Thanks for this post! I'm apparently known as someone who has trouble asking for help but I had to this week, or at least I had to accept it grudgingly (I know - that doesn't strictly meet the criteria of the "dare"!). My friend saying "please let me help you" broke me down and I said ok - needed that ride to the doctor since I was unable to turn my head. I had to admit - it felt strange at first but it felt great in the end and I have to believe that it felt god to be able to help someone who is typically unhelpable (is that a word?). Thanks for the reminder - I'm going to work on asking with intention!

Anonymous said...

Thank you for showing a pic wearing your new scarf. It's as if I'm there. I love it on you and you look fabulous! My week is now complete!!
Love and thoughts always,

debra said...

You are ONE SEXY BABE!!!!

Sonya said...

Asking for helps is something I typically never do. However I have been stepping up to the plate and asking for help. I must say I cringe a bit inside whenever I do ask for help. It's a retraining process I'm finding. It's ok to give AND receive help. That's why we are here. - to then pay it forward.

Anonymous said...

ha ha ha you are priceless.

So giving;

I didn't even ask and you helped me face up to an intergenerational family phenomenon?
My sisters and I have a pathological aversion to asking for help because WE DON'T WANT TO BOTHER ANYONE BECAUSE OUR NEEDS ARE NOT IMPORTANT...Catholic patriarchy, bah!

Feel better? I do...

Rock on!

Delaney's Duds said...

It is so hard to ask for help, isn't it. And all of those thoughts you mentioned, worthiness, fear (of rejection), exposure (of weakness), and others are all so raw. But it is really amazing what happens when you do ask. Over this past year it has been apparent to me who stepped up and was here for me without asking, but also those that I got closer with and let into my life some more. :o) Thank you for putting my feelings into words when I could not find them. I hope I see you in the pool this week. <3

Anonymous said...

What an *amazing* post. On the flip side, I recently did one of those "random acts of kindness" and I gotta say, what was thrilling was that person I helped was able to accept and be thrilled and gracious about it. So sometimes when we ask for something it really becomes a gift to the "askee."

And yeah, I need to ask for help and I never do. What a good reminder and lesson.

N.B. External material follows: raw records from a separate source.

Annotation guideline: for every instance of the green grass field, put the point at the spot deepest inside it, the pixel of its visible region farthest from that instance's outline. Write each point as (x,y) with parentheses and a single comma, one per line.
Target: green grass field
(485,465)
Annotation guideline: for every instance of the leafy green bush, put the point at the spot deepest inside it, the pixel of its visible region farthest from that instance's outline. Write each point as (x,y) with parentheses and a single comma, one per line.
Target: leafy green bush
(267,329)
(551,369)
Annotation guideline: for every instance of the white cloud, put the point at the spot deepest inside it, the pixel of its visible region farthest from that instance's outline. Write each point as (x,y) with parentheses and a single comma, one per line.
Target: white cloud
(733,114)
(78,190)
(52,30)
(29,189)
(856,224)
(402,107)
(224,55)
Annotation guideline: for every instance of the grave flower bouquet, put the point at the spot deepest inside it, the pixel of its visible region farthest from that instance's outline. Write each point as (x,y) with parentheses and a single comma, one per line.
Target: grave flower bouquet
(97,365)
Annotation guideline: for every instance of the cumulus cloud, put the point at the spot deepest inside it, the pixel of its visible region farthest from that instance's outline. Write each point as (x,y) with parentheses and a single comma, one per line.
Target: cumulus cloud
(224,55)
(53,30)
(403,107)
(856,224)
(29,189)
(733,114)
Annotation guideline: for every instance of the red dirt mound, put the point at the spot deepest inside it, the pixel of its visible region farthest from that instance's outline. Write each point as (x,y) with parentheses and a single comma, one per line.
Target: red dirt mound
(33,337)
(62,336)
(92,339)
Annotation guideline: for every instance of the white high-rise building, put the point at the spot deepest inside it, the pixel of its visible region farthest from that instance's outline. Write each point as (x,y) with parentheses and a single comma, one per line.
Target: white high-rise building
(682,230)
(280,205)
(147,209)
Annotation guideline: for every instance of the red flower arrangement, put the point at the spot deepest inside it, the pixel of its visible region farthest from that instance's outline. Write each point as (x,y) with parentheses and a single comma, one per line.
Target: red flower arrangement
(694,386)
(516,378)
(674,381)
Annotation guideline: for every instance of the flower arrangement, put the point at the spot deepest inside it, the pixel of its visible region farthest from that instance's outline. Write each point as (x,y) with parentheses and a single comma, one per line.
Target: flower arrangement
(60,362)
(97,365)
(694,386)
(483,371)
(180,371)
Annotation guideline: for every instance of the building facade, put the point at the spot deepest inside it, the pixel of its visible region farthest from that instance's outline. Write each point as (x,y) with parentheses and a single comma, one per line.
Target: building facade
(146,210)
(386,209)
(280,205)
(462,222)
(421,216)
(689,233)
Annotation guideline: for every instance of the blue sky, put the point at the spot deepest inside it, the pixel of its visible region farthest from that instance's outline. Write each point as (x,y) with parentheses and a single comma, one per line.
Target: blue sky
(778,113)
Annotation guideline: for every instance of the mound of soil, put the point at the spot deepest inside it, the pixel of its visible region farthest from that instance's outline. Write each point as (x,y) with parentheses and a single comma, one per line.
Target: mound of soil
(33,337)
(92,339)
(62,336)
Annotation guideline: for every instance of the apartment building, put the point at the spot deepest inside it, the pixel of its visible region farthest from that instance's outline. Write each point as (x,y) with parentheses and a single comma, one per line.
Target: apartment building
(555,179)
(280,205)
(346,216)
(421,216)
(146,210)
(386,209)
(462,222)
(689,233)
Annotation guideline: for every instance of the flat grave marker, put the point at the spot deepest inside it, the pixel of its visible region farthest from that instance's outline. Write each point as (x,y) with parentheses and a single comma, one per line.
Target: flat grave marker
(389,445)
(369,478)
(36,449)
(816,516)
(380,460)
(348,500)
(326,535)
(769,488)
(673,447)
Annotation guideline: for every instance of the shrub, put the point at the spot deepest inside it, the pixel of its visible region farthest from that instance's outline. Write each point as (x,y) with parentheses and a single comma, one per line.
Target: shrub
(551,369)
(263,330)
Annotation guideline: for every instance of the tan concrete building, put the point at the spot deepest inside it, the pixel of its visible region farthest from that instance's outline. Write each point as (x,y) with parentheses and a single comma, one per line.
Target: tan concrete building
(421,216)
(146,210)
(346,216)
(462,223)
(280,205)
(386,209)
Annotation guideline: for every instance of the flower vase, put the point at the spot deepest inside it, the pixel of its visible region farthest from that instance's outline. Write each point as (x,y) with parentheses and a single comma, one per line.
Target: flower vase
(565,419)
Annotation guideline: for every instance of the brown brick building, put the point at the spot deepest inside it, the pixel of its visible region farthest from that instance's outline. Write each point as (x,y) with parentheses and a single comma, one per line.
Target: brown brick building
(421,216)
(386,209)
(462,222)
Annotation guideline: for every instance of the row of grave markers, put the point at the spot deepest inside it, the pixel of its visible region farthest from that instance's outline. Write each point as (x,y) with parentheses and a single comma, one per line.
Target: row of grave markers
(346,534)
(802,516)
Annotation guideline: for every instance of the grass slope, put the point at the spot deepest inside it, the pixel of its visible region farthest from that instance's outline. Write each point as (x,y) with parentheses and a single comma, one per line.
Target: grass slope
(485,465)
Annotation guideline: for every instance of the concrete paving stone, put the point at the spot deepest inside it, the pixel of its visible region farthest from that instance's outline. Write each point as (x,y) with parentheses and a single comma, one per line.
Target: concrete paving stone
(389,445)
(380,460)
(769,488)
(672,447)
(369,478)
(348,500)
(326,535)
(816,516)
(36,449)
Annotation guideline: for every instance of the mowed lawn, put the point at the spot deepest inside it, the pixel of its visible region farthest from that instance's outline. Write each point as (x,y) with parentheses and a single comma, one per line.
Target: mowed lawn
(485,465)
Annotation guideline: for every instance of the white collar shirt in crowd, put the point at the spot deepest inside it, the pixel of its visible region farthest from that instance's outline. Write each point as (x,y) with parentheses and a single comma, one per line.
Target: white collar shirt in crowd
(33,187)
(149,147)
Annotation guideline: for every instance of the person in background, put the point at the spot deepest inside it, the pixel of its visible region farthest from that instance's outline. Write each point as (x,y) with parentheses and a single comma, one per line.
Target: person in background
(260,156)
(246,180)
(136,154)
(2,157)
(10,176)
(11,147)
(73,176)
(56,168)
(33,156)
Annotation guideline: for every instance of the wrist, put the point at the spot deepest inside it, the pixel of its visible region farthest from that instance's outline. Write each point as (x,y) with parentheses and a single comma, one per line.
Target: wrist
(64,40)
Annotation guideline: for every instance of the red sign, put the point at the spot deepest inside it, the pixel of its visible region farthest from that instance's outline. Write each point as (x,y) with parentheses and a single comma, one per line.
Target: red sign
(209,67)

You are such a cool person--the vlog is really helpful in getting a more "full bodied" experience of you.

Good luck tomorrow.

Suzanne Burley said...

Just had breakfast with my "Diva" friends to support one who starts her second chemo treatment next Tuesday. This blog is full of helpful tips for friends to follow. Thanks for keeping all of us inspired.
Wish I could be in CT to hold your hand. Will be in Pittsburgh with my 95 year old mother, who needs me, too. Being needed is a wonderful feeling.